Raster Mastery Issue 3

Raster Mastery Banner
Issue 3

Having trouble viewing this email? View it as a Web page.

Bookmark and Share

 

Sampling Techniques: When a Grid Can Be So Much More

Sampling is a key component to digital soil mapping projects. It’s also a topic that is often discussed amongst practitioners…for hours upon hours actually. Numerous tools are at our disposal when designing a sampling scheme, but we often don’t consider grid sampling as a first-line strategy for sampling design. In this issue of Raster Mastery, we ask…should I grid sample? If so, is there an optimal way to generate grid samples? What if I want to incorporate covariate data? We have so many options to consider!
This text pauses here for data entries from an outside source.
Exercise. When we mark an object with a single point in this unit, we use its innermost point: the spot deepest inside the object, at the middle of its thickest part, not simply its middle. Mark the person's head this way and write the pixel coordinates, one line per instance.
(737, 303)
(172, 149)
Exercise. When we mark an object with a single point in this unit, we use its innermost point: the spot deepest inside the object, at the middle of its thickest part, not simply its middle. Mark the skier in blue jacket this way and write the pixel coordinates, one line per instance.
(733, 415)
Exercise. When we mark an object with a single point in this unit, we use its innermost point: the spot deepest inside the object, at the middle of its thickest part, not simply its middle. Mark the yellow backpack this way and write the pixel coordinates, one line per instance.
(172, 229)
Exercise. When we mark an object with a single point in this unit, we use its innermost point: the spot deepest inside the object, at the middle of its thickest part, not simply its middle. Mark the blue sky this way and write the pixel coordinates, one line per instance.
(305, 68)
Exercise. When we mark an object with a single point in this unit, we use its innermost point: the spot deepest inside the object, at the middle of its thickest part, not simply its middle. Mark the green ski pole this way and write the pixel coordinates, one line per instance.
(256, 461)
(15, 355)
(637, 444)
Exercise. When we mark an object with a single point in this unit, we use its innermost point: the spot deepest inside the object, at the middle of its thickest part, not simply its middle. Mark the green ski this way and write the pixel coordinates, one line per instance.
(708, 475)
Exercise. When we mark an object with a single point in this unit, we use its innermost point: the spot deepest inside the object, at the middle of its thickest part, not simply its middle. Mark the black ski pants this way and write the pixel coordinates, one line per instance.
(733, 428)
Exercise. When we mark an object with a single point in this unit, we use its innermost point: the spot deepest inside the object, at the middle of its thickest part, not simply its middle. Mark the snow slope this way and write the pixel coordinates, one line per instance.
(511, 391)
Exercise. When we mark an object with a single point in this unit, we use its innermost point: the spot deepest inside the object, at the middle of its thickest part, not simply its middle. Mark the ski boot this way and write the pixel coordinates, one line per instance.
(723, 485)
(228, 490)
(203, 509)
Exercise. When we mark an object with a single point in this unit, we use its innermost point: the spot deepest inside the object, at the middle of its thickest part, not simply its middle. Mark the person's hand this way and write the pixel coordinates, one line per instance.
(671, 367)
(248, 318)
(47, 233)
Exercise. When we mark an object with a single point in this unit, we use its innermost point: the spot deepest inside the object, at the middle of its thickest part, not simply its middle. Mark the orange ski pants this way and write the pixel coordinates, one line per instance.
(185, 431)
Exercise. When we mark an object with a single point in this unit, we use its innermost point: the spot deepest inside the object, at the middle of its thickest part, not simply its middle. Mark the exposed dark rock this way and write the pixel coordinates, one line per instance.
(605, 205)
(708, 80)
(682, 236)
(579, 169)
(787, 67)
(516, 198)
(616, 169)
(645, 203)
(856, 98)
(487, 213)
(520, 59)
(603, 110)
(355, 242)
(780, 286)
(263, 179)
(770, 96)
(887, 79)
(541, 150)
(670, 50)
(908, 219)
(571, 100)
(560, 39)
Read on as we explore the options in R (insert super enthusiastic R emoji here).

 

First, let’s set up our working environment and bring in some data.

# load libraries
library(raster);library(rgdal);library(clhs);library(spcosa); library(LICORS); library(parallel)

# load project area shapefile
poly <- readOGR("C:/rwork/coweeta/watershed.shp")

# load dem
dem <- raster("C:/rwork/coweeta/chldem10m.tif")
# create slope and aspect rasters
slp <- terrain(dem, opt="slope")
aspt <- terrain(dem, opt="aspect")
# create hillshade for visualization
hill <- hillShade(slp, aspt, angle = 40, direction = 270)

Regular Grid Sampling

Traditional grid sampling can be useful for a detailed investigation. However, sometimes getting an exact number of points you want to fall within a regular grid can be very difficult. The following creates a regular grid of 115 points over the DEM for our project location.
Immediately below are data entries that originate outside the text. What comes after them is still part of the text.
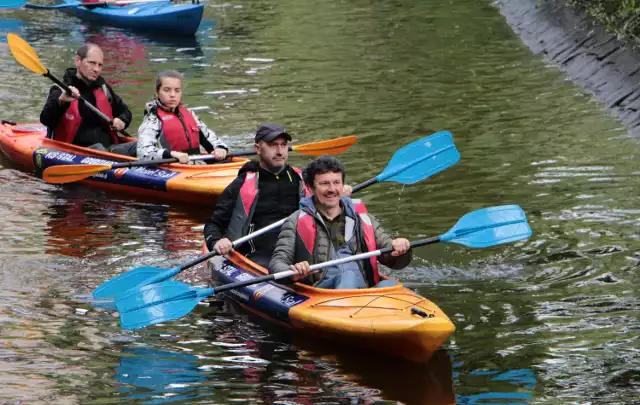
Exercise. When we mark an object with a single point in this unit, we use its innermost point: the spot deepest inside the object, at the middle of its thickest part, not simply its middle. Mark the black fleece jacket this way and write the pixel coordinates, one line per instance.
(93, 129)
(278, 197)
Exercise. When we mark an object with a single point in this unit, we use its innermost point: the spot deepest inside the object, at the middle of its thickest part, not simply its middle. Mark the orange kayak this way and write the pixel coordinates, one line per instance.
(392, 320)
(27, 146)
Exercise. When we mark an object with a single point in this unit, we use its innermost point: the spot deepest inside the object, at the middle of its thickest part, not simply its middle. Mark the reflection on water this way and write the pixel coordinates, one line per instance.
(549, 320)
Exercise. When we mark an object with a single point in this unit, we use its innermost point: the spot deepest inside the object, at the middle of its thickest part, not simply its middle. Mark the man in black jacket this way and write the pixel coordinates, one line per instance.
(69, 120)
(264, 192)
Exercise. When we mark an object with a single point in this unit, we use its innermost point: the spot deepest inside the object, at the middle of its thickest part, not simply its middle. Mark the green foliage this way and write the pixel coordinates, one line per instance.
(621, 17)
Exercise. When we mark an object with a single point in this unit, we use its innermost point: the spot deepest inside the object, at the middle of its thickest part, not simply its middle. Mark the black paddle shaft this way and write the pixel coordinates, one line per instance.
(88, 104)
(170, 160)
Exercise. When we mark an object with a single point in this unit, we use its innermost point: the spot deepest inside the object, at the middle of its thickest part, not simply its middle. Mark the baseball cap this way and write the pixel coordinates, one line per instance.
(268, 132)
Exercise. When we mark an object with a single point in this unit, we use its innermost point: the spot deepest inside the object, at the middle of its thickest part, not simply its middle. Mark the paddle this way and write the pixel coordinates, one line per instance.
(27, 57)
(414, 162)
(12, 3)
(69, 173)
(169, 300)
(89, 5)
(420, 160)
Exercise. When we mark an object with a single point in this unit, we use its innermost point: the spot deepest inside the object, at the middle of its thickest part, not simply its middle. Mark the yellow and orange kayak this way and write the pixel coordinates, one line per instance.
(393, 320)
(27, 146)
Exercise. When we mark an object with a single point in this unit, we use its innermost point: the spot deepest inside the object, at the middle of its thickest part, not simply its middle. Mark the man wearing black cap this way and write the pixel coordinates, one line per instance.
(264, 192)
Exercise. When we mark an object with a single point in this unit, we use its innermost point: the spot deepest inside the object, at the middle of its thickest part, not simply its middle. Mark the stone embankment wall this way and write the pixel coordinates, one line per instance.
(598, 61)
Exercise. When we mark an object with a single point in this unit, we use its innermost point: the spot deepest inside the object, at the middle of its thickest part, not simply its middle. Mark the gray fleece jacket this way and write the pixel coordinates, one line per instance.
(290, 250)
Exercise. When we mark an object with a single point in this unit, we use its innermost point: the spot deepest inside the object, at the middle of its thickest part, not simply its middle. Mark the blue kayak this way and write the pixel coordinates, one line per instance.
(160, 17)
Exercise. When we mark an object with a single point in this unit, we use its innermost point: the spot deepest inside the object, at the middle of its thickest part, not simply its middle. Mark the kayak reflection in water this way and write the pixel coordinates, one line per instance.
(329, 226)
(170, 129)
(69, 120)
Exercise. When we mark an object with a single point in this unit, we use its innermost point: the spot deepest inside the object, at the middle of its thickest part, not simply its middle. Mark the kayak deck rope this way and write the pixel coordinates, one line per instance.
(375, 297)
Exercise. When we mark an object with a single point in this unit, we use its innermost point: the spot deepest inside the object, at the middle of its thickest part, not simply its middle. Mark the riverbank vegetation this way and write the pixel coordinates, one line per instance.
(621, 17)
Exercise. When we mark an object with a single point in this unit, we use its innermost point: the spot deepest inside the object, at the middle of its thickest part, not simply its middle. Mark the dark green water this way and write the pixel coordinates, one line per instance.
(552, 320)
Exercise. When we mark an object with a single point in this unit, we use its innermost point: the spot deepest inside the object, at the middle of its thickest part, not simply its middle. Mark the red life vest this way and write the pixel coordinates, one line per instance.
(180, 131)
(70, 122)
(307, 232)
(245, 204)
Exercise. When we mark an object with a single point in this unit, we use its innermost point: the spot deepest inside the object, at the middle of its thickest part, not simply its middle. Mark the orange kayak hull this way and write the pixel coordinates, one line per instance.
(392, 320)
(27, 147)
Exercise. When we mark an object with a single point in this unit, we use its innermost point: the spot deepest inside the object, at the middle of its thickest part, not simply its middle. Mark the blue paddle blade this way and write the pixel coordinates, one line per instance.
(158, 303)
(12, 3)
(489, 227)
(421, 159)
(135, 278)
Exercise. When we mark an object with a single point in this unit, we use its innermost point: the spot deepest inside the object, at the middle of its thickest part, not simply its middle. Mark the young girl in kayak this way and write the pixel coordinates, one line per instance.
(170, 130)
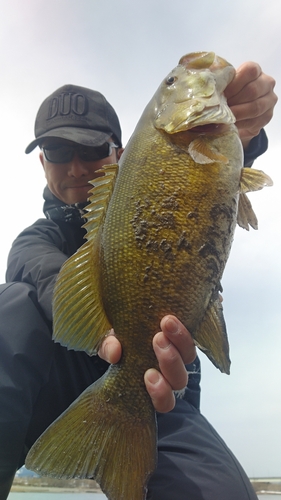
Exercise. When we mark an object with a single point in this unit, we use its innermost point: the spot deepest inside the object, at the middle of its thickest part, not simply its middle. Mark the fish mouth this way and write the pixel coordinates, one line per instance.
(209, 128)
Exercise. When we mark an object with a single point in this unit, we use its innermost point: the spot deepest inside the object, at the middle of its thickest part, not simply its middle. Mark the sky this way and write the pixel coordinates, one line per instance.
(124, 49)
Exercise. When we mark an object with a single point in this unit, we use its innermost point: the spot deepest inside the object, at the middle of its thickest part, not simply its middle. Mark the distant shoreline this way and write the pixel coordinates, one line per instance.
(49, 485)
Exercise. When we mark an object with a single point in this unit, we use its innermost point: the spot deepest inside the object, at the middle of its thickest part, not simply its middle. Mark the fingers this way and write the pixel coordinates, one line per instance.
(252, 99)
(174, 348)
(110, 349)
(180, 337)
(158, 388)
(247, 72)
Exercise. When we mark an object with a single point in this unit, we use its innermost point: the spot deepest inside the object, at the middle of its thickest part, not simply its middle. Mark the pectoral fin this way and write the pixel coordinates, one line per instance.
(80, 322)
(202, 152)
(211, 337)
(251, 180)
(246, 215)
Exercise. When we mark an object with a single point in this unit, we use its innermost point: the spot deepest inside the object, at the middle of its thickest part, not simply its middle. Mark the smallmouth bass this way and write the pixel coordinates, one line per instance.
(159, 231)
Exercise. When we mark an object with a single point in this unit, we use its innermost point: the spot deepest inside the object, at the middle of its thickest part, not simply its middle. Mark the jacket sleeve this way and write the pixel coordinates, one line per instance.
(257, 147)
(36, 257)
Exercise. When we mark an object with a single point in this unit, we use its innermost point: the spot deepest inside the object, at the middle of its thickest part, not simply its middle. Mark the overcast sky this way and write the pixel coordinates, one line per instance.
(124, 49)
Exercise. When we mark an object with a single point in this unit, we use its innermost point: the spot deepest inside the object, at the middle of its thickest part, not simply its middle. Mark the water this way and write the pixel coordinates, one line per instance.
(56, 496)
(85, 496)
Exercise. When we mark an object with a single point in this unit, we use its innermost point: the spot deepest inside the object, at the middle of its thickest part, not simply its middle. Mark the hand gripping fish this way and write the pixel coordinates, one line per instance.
(159, 231)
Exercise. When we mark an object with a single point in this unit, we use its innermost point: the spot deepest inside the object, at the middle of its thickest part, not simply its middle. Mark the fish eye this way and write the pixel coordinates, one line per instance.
(170, 80)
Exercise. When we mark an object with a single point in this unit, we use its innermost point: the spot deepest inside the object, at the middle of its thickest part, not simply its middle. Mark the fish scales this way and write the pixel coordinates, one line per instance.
(159, 232)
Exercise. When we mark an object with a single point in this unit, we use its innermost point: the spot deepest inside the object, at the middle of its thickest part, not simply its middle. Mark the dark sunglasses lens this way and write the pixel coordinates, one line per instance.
(93, 154)
(60, 154)
(64, 154)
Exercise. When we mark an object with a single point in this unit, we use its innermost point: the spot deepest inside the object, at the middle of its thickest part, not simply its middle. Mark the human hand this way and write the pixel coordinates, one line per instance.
(251, 98)
(173, 347)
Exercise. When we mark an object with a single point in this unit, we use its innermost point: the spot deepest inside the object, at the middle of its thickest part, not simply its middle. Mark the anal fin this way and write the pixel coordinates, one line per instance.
(211, 337)
(96, 439)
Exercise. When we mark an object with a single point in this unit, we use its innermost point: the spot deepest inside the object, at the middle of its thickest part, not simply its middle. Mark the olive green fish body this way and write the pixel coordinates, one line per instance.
(177, 225)
(159, 231)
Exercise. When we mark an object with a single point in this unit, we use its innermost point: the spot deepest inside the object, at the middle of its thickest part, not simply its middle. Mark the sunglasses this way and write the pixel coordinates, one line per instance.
(64, 153)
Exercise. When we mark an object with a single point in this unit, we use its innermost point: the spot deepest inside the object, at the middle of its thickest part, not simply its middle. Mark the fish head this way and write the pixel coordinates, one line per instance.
(192, 94)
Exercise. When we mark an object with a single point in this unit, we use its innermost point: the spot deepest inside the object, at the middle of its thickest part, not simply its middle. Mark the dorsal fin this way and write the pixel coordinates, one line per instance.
(80, 322)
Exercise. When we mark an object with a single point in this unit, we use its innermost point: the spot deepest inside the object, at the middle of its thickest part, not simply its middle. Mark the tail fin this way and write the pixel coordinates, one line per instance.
(94, 439)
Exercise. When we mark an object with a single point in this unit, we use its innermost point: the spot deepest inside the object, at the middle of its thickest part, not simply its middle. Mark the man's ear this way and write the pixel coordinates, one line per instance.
(41, 158)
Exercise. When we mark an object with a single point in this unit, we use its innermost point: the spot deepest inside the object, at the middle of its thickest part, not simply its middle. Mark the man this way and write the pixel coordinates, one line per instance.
(78, 132)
# create a regular saple of points
grd_pts <- sampleRegular(dem, size = 115, sp=T)
Notice that, although we wanted to sample 115 points, many are outside of our project area boundary. Why though? The algorithm uses the bounding box, rather than the project area boundary, as the spatial constraint. That won’t do. We need a smarter grid! We can take a different approach by utilizing the spatial coverage sampling scheme in the spcosa R package.

Spatial Coverage Sampling

This process uses k-means clustering to generate points based on the geometry of the raster data. Smarter grid for sure.

# convert raster to data.frame
grd <- as.data.frame(dem, xy=T)
grd <- na.omit(grd) #remove NAs
gridded(grd) <- ~ x * y # convert to grid format
# function
sc_grd <- stratify(grd, nStrata = 115, nTry=10)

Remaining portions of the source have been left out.